Proof by induction on Fibonacci numbers: show that $f_n\mid f_{2n}$

Question

I was studying Mathematical Induction when I came across the following problem:

The Fibonacci numbers are the sequence of numbers defined by the linear recurrence equation-

$f_n = f_{n-1} + f_{n-2} $ with $f_1 = f_2 = 1$

Use induction to show that $f_n \; | \; f_{2n}$ ($f_n$ divides $f_{2n}$)

Basis Step is obviously true; but I'm facing difficulty in the Inductive Step. If I assume the inductive hypothesis to be true for some $k$, i.e., $ \dfrac{ f_{2k} } { f_{k} } = c$ (For some positive integer $c > 0$), I'm not clear as to how I should proceed further and prove that $P(2k+1)$ is also true.

I'm new here, so if I'm doing anything wrong, please overlook it on the account of my naivety.

Answer 1

From the start, there isn't a clear statement to induct on. As such, you have to guess the induction hypothesis, and find an explicit pattern which you could describe.

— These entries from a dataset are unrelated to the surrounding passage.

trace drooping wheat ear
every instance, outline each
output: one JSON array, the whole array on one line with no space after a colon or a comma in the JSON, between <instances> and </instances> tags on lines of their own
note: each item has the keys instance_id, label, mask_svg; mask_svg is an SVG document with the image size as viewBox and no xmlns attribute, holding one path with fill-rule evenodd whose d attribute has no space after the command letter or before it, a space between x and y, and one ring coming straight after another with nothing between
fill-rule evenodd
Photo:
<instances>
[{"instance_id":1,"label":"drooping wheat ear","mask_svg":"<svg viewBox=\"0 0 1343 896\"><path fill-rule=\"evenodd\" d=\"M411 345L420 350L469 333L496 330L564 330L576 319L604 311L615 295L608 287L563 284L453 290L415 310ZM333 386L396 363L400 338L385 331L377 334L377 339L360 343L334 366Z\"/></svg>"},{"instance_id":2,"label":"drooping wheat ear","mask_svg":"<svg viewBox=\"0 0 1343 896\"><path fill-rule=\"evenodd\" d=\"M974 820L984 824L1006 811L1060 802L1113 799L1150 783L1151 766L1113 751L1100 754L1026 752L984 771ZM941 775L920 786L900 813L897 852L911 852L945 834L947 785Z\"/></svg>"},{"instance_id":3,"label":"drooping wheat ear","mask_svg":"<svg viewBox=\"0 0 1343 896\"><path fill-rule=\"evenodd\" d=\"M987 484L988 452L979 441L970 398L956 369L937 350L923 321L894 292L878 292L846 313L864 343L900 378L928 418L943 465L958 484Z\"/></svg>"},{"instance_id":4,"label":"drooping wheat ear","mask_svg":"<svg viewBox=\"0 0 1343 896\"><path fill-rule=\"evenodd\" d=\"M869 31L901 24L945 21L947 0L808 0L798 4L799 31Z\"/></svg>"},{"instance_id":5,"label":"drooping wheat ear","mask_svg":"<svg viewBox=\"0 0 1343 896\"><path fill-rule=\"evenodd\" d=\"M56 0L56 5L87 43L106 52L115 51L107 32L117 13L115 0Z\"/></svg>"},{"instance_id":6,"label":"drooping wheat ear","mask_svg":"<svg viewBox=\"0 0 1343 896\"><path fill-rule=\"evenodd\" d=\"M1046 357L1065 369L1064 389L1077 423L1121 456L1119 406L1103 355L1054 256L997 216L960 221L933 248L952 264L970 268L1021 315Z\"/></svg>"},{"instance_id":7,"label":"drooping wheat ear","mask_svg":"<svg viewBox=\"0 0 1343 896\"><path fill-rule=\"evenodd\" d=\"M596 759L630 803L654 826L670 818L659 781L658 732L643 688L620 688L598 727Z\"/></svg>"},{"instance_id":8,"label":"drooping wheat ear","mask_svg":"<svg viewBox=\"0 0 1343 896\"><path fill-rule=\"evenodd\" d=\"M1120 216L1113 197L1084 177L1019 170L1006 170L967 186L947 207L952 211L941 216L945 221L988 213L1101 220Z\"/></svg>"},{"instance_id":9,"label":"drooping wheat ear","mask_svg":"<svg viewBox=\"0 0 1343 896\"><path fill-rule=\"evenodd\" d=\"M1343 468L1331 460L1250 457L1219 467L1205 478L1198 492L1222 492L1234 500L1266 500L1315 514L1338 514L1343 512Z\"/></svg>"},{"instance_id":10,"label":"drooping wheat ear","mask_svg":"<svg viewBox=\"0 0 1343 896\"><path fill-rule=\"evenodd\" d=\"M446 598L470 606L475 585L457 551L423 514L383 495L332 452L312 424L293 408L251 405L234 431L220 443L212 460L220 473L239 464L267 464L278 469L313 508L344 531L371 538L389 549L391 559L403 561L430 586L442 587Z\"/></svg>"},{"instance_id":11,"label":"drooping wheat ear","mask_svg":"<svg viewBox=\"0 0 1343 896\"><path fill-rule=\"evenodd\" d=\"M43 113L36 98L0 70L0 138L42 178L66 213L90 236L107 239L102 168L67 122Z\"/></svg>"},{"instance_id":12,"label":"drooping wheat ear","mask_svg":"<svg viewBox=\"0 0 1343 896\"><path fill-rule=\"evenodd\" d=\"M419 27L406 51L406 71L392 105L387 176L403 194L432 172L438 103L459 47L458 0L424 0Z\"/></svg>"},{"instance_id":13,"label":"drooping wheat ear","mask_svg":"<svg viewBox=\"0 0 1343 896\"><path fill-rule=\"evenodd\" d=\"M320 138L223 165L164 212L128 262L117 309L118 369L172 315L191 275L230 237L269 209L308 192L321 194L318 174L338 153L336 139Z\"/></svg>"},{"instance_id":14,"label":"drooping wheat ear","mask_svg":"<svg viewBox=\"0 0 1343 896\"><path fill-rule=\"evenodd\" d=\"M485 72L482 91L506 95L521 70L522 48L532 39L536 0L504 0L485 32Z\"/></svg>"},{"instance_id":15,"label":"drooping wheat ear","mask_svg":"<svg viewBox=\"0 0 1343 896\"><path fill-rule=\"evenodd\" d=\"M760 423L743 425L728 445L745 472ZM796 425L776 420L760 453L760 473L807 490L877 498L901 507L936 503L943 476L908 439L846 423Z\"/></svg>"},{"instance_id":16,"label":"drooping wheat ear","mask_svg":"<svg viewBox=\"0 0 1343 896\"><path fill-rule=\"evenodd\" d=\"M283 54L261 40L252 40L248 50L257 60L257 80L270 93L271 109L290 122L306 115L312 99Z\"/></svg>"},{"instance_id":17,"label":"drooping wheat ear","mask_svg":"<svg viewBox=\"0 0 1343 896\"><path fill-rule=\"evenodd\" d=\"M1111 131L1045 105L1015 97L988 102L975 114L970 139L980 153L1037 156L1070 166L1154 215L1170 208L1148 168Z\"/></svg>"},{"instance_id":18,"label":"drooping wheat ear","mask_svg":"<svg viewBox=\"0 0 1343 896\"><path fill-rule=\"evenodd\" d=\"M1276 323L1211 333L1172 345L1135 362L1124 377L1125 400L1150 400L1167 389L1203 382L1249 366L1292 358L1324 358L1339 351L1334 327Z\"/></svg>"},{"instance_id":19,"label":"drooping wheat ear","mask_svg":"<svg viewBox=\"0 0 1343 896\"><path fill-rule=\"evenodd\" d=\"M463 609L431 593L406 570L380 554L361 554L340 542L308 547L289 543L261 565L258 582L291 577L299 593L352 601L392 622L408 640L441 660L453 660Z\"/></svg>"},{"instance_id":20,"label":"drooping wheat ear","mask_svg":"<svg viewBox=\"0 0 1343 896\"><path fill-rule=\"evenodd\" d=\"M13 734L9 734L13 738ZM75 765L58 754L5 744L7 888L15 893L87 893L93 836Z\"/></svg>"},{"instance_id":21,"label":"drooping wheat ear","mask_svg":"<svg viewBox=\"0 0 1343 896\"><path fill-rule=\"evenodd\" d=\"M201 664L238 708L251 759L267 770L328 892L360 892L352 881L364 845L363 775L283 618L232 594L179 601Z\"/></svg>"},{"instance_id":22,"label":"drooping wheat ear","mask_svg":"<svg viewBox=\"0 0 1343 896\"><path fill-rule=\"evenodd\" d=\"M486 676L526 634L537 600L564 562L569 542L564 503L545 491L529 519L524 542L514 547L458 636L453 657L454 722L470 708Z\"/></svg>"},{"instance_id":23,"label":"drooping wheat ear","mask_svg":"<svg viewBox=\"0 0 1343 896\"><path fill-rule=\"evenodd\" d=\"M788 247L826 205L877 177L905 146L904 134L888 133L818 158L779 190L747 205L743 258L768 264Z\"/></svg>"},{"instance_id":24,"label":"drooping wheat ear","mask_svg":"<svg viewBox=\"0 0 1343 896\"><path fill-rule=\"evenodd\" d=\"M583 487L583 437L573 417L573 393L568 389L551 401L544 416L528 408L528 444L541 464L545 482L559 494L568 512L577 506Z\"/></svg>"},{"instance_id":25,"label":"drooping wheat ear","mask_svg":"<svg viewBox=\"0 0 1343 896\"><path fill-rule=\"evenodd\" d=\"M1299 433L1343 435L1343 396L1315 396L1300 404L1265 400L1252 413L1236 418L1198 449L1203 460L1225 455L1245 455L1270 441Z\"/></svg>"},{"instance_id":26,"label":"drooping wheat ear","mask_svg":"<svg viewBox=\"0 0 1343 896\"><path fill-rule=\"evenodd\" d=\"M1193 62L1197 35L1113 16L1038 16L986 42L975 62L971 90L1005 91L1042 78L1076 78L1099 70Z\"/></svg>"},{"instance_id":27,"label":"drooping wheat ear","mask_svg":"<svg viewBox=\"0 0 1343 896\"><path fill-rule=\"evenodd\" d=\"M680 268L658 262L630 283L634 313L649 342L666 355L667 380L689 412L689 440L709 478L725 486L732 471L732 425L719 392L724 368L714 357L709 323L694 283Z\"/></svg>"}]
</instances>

Hint: Look at the sequence of values of $\frac{f_{2k}}{f_k}$. Do you see a pattern there? That suggests to prove the following fact:

$$ \frac{f_{2k+2}} { f_{k+1} } = \frac{f_{2k} } { f_k } + \frac{f_{2k-2} } {f_{k-1} } $$

Check that the first two terms of this series $g_n = \frac{f_{2n}}{f_n}$ are integers, hence conclude by induction that every term is an integer.

Answer 2

The question is old, Calvin Lin's answer is great and already accepted but here is another method (for the famous sake of completess):

We know that $f_n \wedge f_m=f_{n\wedge m}$, where $a\wedge b$ is the gcd of $a$ and $b$. So $f_n \wedge f_{2n}=f_{n\ \wedge\ 2n}=f_n$. This means that $f_n$ divides $f_{2n}$.